Fear over a "Gas OPEC" in the West stems largely from the fact that Russia has a record of using its energy exports as a political tool.
It is currently embroiled in a payment dispute with Ukraine, and has warned it will shut off the gas if Kiev fails to pay a bill for $2 billion by Dec 31. Because Ukraine is the conduit for gas supplies to Europe, other countries could be affected if the situation is not resolved.
This dispute, which has become an annual occurrence, largely comes down to money. But the first such spat came after Ukraine ushered in a Western-leaning government during the Orange Revolution in 2004. Gazprom, Russia's state energy giant, sharply raised the price of its gas exports to Ukraine. Kiev was unable to pay and supplies were promptly cut off in midwinter, a step that also reduced the flow of gas to Europe, most of which travels through pipelines that cross Ukraine.

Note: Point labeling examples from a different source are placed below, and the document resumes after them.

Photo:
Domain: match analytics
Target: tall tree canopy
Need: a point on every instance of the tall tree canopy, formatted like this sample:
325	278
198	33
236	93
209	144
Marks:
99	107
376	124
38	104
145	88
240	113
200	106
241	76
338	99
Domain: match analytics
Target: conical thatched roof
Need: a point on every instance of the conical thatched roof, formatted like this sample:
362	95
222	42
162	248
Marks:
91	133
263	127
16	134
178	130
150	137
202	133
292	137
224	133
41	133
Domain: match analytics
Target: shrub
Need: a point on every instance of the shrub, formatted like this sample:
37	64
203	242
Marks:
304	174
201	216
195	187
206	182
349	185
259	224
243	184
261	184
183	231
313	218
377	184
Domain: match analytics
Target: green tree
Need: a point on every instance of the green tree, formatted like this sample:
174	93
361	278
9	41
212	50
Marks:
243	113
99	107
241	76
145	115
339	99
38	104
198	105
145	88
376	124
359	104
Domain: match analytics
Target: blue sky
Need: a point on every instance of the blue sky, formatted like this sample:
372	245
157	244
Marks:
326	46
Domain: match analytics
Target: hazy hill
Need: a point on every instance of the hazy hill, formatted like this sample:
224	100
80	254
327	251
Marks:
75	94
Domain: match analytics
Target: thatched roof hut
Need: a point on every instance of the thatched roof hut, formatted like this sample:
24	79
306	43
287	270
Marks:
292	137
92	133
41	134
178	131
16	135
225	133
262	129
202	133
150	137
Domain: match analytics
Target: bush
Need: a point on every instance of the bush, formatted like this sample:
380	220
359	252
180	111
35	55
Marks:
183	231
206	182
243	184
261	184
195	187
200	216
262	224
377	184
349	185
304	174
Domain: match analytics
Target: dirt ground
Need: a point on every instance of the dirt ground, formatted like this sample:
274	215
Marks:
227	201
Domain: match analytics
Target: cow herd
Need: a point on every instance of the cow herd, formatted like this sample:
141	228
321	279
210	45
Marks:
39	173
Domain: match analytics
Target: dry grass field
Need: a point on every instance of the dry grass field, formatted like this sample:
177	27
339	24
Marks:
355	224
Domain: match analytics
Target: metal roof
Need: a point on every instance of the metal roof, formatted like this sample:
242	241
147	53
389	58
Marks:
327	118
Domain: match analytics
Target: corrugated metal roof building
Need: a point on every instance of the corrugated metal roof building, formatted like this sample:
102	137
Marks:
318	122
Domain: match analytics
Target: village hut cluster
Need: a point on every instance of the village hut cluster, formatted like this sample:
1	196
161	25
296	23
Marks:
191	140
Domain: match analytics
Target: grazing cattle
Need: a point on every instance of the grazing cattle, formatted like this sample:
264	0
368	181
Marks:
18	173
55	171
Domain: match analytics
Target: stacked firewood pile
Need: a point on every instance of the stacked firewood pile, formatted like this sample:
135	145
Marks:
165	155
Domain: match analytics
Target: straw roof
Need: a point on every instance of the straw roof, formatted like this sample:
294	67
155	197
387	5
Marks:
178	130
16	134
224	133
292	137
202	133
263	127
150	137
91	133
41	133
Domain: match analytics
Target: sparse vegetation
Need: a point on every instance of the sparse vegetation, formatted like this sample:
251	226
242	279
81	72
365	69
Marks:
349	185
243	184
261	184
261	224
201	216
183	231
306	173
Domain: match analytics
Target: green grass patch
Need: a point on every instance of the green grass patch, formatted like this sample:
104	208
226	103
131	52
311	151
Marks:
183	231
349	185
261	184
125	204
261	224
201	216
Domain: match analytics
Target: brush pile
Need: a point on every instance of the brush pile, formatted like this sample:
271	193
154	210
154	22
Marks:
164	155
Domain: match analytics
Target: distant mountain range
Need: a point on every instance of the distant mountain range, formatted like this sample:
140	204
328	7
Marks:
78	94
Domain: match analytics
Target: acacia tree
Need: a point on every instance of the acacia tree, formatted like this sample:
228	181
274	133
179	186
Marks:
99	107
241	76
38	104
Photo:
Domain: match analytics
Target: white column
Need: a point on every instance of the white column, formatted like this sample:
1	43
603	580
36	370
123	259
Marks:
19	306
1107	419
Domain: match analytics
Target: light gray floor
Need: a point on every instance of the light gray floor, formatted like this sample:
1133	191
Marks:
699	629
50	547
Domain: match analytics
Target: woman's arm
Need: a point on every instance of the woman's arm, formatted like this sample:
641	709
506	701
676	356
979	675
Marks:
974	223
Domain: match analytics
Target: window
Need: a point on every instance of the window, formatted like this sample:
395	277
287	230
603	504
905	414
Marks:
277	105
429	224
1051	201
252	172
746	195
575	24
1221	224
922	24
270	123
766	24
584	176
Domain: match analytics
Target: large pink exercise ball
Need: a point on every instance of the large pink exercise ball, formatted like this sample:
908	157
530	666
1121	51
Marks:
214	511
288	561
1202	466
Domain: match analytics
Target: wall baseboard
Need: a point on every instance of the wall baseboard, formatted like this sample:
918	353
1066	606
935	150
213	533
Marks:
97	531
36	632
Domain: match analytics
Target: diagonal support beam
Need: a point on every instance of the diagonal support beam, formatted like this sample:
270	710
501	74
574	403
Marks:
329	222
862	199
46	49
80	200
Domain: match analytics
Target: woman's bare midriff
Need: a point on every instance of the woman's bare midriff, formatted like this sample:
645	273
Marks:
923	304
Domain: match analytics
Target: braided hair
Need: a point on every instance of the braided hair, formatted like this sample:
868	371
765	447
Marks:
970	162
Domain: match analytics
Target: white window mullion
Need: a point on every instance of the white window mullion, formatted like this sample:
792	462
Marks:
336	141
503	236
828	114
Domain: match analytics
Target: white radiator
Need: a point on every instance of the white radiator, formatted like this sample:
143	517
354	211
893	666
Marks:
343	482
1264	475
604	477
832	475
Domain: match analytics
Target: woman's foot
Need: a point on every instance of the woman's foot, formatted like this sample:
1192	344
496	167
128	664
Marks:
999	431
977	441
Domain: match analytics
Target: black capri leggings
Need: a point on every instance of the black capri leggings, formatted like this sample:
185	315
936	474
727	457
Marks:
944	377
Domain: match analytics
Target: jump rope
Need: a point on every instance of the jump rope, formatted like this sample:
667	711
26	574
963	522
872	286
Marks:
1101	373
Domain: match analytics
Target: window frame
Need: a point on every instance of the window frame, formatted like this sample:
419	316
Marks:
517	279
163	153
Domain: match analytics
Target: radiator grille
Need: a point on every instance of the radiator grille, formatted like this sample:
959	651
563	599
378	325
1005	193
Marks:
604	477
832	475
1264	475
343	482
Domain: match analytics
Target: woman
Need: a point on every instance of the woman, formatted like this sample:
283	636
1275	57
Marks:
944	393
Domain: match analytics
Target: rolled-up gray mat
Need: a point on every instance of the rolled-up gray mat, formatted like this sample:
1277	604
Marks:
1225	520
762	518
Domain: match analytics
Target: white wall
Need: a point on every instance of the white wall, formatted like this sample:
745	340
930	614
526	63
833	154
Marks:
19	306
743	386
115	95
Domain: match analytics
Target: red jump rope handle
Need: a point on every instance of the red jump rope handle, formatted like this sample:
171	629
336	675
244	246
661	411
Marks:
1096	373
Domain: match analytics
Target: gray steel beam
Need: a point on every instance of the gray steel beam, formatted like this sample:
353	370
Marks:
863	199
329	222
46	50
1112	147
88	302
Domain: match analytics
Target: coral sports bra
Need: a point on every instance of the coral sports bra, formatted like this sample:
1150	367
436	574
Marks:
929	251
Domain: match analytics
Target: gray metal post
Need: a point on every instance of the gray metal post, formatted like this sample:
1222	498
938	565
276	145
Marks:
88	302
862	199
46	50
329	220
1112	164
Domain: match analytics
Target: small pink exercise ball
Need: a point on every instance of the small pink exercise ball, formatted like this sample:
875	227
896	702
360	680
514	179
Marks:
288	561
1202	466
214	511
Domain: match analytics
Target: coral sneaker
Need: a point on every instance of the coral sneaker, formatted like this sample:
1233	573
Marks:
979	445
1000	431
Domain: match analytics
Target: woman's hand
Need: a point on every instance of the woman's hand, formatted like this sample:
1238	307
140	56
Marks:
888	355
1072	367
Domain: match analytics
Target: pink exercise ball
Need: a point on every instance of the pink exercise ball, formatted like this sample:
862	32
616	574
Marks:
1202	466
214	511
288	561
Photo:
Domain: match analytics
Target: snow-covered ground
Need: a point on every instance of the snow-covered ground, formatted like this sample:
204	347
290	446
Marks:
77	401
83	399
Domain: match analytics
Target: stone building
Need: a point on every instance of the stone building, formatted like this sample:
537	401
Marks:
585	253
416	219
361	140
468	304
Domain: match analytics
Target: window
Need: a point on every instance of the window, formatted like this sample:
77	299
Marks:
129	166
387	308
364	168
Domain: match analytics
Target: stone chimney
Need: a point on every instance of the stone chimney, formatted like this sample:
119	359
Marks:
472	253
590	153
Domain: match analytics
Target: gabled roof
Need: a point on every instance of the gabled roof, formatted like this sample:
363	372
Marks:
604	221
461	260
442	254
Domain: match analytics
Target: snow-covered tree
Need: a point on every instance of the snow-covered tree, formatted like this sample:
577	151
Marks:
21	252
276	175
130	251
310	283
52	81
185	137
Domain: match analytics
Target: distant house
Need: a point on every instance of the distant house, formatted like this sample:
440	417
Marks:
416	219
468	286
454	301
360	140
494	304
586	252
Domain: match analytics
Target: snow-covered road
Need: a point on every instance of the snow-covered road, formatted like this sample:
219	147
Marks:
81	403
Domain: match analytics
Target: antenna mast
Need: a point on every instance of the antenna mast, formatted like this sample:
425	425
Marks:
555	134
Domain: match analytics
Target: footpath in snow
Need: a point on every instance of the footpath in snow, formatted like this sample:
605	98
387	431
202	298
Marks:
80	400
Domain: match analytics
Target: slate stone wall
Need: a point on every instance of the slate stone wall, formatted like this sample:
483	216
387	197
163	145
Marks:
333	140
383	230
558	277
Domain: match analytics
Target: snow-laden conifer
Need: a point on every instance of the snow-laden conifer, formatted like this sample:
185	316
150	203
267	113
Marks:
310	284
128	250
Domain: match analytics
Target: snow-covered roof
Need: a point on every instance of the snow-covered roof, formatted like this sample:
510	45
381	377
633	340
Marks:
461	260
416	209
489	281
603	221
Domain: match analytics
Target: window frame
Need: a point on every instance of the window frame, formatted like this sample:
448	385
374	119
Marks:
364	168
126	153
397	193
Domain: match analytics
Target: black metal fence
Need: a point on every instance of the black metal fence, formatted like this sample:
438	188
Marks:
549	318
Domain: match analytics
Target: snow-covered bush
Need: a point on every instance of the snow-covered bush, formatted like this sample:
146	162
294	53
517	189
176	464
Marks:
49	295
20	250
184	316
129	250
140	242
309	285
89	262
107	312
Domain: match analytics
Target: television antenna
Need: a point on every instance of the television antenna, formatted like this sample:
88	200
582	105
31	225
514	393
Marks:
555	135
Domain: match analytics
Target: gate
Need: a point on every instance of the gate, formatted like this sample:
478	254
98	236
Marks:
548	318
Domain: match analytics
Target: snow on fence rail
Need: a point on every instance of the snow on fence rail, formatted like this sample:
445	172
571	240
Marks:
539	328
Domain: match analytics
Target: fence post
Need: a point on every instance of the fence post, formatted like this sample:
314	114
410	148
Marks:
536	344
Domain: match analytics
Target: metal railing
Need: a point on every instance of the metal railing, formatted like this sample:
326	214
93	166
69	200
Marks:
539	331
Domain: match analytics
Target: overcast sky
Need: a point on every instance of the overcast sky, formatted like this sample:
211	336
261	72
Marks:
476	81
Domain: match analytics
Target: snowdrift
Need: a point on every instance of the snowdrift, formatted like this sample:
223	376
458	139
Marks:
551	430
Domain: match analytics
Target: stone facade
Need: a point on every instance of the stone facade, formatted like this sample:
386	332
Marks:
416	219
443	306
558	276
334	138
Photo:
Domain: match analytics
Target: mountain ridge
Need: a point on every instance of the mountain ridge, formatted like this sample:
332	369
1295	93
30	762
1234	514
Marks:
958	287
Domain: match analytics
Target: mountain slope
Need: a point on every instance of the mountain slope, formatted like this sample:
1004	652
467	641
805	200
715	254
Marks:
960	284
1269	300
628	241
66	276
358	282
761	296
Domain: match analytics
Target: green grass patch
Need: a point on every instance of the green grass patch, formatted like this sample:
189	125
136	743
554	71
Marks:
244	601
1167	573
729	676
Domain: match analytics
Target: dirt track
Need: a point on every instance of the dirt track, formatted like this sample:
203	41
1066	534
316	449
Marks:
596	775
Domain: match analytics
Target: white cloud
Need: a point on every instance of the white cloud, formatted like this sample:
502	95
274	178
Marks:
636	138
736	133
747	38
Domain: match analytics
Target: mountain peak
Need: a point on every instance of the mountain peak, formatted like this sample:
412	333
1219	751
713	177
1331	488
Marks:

No-one is quite certain what happened earlier this year, when Russian oil supplies to the Czech Republic suddenly dropped the day after Prague agreed to host a radar station as part of America's missile defence programme. Russia cited technical reasons. The Czech government was not so sure.
Now that oil prices have dropped below $50 a barrel, from a peak of $147 in mid-July, and gas prices have been brought down accordingly, producers have an interest in acting together, said Jonathan Stern, the head of gas research at the Oxford Institute for Energy Studies.
If the price falls even further, he said the "operating costs of these countries start to be threatened, and we would start to hear some people saying the current pricing mechanism is not appropriate".
Mr Putin himself warned at the Moscow meeting that the world would not enjoy cheap gas for much longer. But the use of LNG – of the kind that will be produced at Sakhalin-2 – will make a gas cartel most feasible.
So far, LNG production only makes up around 10 per cent of the world's gas supply, mainly in Asia, but also in North America, Britain and Spain. When Sakhalin-2 is up and running, that proportion will immediately rise to 16 per cent.
Many wondered what exactly was at stake in 2006, when Sakhalin-2 operator RoyalDutch Shell became the target of a state campaign accusing the project of massive environmental violations. At the time, the project was the only major one in Russia not to include a local partner. The environmental allegations disappeared once Gazprom bought a majority stake in December 2006.
Many thought it was just another case of resource nationalism, as the oil price continued its climb to record highs. But the Kremlin will also have registered the strategic importance of LNG.